The port city of Nagasaki was established on the northwest coast of Kyushu Island in 1571 for trade with Portugal and other European powers. Southern Kyushu was close to Japan’s Ryukyu Kingdom, which “from the 7th to the 17th centuries, enjoyed a privileged relationship with China,” said professor Takeshi Hamashita at the conference’s opening session. The kingdom was forcibly incorporated into Japan in 1609 as the Tokugawa shogunate moved to unify the country, defeating rival feudal lords.
The shogunate also imposed control over Nagasaki and Kyushu, where Catholic missionaries had accompanied European traders and converted masses of impoverished peasants and fishermen. At the high point of its brutal drive against Christianity, the Tokugawa samurai army in 1637 killed 30,000 mostly Christian peasants. The peasants had risen up against the burden of taxation and taken up arms at Shimabara.
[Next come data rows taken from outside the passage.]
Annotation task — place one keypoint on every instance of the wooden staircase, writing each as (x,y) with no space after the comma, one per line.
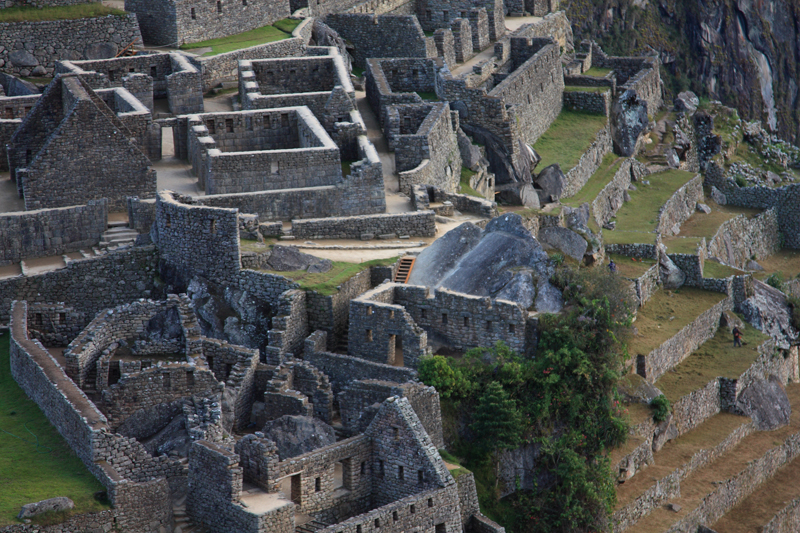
(404,269)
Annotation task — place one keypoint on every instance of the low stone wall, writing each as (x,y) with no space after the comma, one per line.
(27,234)
(653,365)
(681,205)
(589,162)
(741,238)
(416,224)
(29,46)
(591,102)
(735,489)
(611,198)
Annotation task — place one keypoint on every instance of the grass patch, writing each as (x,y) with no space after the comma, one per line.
(712,269)
(578,89)
(641,213)
(630,267)
(327,283)
(265,34)
(568,137)
(608,168)
(682,245)
(715,358)
(30,474)
(466,174)
(597,72)
(666,313)
(78,11)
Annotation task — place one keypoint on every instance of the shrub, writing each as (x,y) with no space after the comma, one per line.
(661,408)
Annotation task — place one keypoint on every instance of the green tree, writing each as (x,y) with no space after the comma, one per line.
(497,422)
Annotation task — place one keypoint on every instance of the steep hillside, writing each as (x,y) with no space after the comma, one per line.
(742,52)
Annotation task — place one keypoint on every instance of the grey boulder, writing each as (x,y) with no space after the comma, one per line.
(61,503)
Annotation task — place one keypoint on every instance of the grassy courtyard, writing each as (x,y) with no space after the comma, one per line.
(568,138)
(36,14)
(280,30)
(35,461)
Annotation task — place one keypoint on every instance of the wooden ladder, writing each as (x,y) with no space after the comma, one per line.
(404,269)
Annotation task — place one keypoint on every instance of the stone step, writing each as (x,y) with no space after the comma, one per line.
(710,484)
(755,512)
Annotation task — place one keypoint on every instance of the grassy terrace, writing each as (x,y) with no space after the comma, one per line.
(666,313)
(78,11)
(282,29)
(630,267)
(29,473)
(597,72)
(608,168)
(327,283)
(636,220)
(716,358)
(568,137)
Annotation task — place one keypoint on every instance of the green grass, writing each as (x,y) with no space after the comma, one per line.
(578,89)
(30,474)
(608,168)
(666,313)
(715,358)
(265,34)
(78,11)
(641,213)
(466,174)
(429,96)
(597,72)
(327,283)
(712,269)
(568,138)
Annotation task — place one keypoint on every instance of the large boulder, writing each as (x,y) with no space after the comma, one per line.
(296,435)
(686,102)
(484,262)
(551,183)
(61,503)
(565,240)
(628,121)
(766,402)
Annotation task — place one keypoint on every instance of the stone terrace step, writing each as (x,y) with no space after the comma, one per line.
(758,509)
(733,469)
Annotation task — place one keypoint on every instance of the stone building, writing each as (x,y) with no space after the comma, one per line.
(72,148)
(175,22)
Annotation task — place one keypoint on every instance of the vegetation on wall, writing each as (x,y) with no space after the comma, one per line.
(563,402)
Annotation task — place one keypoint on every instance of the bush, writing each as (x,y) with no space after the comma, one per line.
(661,408)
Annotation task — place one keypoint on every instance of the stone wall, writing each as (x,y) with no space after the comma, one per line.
(45,232)
(89,285)
(611,198)
(28,46)
(742,238)
(423,138)
(682,344)
(416,224)
(589,162)
(381,36)
(195,239)
(680,206)
(175,22)
(342,369)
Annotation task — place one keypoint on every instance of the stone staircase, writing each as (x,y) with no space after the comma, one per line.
(118,234)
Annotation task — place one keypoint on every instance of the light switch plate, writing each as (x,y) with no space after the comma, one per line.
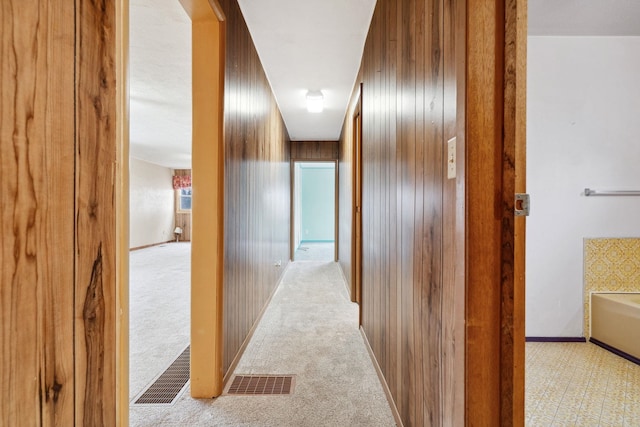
(451,158)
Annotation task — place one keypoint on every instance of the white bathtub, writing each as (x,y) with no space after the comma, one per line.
(615,322)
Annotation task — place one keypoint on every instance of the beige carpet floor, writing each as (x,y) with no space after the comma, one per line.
(309,330)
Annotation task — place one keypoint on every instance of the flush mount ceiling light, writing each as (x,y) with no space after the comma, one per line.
(314,101)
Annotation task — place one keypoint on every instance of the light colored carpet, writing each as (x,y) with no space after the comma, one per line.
(159,298)
(309,330)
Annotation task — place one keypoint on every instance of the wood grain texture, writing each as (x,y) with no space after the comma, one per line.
(314,150)
(345,186)
(183,219)
(410,304)
(495,336)
(95,269)
(36,213)
(58,203)
(257,185)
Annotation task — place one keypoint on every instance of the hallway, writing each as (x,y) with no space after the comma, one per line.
(309,330)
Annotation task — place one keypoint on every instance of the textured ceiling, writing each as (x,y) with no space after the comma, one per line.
(160,83)
(310,45)
(303,45)
(584,17)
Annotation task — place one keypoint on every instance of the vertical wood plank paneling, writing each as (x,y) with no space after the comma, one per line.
(257,185)
(413,278)
(36,216)
(453,268)
(95,271)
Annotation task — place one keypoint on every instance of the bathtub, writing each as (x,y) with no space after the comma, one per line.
(615,323)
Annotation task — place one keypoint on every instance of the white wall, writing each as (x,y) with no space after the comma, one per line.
(151,204)
(583,130)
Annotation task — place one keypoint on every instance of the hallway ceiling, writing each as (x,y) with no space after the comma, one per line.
(303,45)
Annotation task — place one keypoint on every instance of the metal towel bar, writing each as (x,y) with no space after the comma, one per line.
(591,192)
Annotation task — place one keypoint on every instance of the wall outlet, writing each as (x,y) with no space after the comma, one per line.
(451,158)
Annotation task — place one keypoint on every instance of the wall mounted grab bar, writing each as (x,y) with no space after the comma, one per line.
(591,192)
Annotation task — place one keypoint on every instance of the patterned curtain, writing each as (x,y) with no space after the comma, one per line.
(181,181)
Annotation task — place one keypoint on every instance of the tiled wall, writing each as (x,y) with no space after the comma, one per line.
(610,265)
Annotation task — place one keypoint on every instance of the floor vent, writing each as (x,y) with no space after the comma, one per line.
(167,387)
(261,384)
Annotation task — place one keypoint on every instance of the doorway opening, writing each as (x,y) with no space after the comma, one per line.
(314,211)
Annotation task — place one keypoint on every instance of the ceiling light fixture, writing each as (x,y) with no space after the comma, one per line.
(315,101)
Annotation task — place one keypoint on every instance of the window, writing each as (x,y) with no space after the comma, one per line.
(184,199)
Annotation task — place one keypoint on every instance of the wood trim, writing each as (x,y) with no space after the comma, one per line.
(207,257)
(495,306)
(122,212)
(383,381)
(245,343)
(356,193)
(518,35)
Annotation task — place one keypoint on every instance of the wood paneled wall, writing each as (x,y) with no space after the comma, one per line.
(58,178)
(257,186)
(412,290)
(183,219)
(314,150)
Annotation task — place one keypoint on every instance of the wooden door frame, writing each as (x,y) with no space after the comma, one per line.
(207,378)
(292,205)
(356,218)
(207,169)
(495,68)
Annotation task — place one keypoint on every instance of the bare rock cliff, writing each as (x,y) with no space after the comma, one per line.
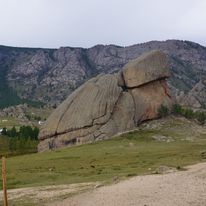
(110,104)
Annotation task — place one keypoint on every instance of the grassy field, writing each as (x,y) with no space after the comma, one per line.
(128,155)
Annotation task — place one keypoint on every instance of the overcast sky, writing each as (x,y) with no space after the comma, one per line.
(84,23)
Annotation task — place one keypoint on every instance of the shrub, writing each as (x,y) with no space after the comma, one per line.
(163,111)
(177,109)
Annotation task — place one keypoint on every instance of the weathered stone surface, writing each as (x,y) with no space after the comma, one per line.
(105,106)
(148,98)
(149,67)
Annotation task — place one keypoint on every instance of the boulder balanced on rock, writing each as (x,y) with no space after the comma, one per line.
(110,104)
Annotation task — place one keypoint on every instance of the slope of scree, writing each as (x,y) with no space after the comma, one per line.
(110,104)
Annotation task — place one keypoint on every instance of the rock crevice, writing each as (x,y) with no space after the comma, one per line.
(110,104)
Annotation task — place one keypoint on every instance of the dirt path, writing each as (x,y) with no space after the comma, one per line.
(185,188)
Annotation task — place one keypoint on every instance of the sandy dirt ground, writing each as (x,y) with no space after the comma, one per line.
(182,188)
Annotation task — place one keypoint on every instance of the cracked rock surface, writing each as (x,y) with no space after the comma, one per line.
(110,104)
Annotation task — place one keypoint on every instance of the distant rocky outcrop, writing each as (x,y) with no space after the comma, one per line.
(51,75)
(110,104)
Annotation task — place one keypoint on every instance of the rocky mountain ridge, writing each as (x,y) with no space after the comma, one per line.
(50,75)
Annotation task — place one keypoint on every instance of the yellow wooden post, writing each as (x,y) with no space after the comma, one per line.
(4,181)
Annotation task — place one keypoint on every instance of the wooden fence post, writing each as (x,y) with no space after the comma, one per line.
(4,181)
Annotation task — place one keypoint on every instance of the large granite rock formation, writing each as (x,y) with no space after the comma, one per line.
(110,104)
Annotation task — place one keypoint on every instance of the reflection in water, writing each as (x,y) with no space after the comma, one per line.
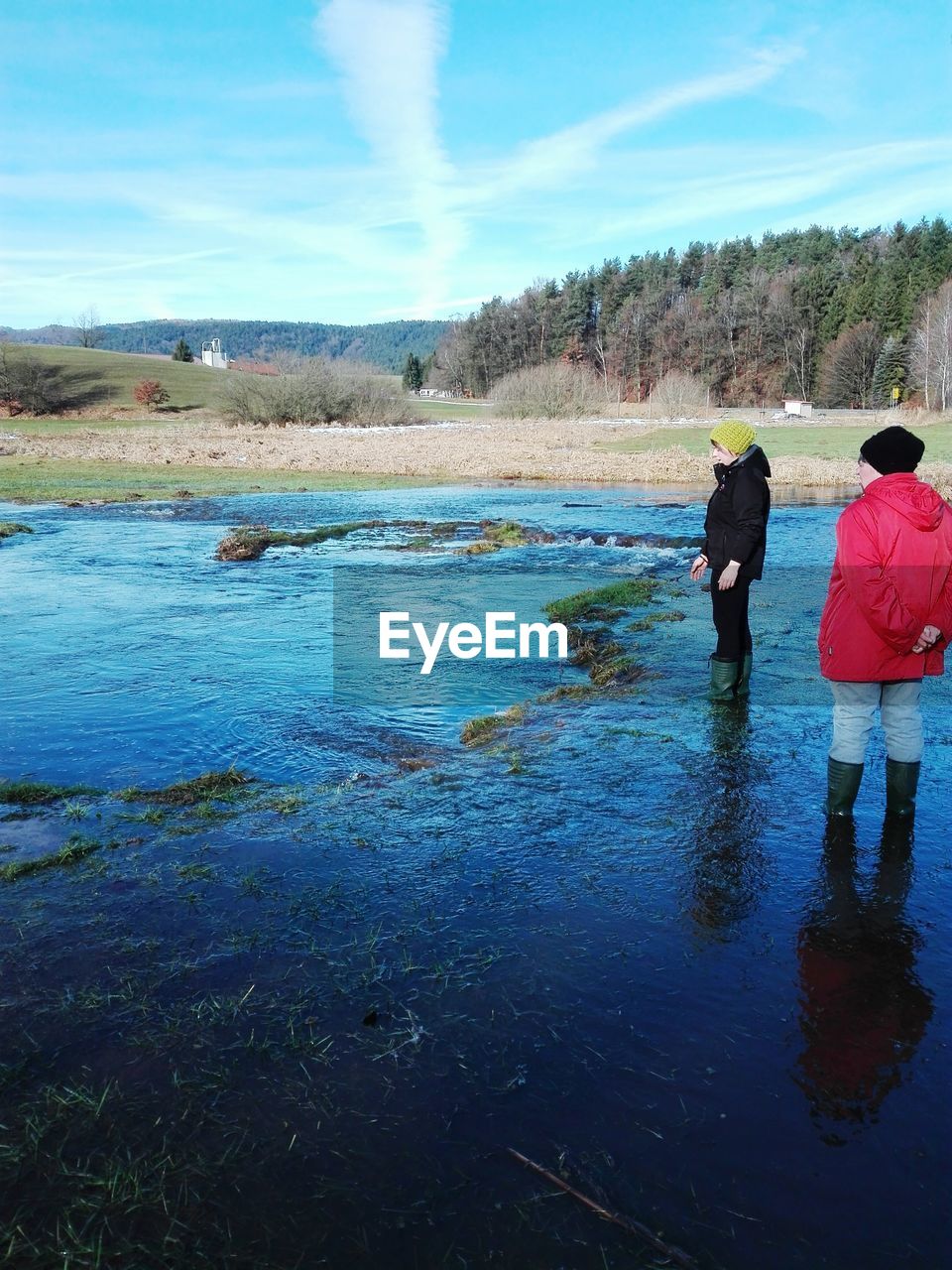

At the same time, the shogunate moved to shut down foreign trade and travel abroad. Traders from China and Holland continued to operate in Nagasaki, but only under strict controls.
“A huge number of Chinese merchants, Buddhist monks, artisans and literati gradually congregated in this port city,” conference organizer Wang Wei wrote in the conference booklet. As a result, it became the origin of the overseas Chinese community in Japan.
Following the appearance of U.S. warships in Tokyo’s harbor in 1853, Japan’s rulers were compelled to open up the country to foreign trade and investment. They began a forced march toward capitalist modernization. This was expanded after the fall of the shogunate and the rise of Japan’s industrial revolution in the Meiji Restoration Period (1868-1912). Nagasaki became a key mining and industrial center.
During the second imperialist world war, Nagasaki’s shipbuilding industry made the city a target for U.S. bombers. On Aug. 9, 1945, three days after Washington bombed Hiroshima, the Fat Man plutonium bomb exploded over Nagasaki, instantly killing some 75,000 people. This slaughter is memorialized in the city’s Atomic Bomb Museum.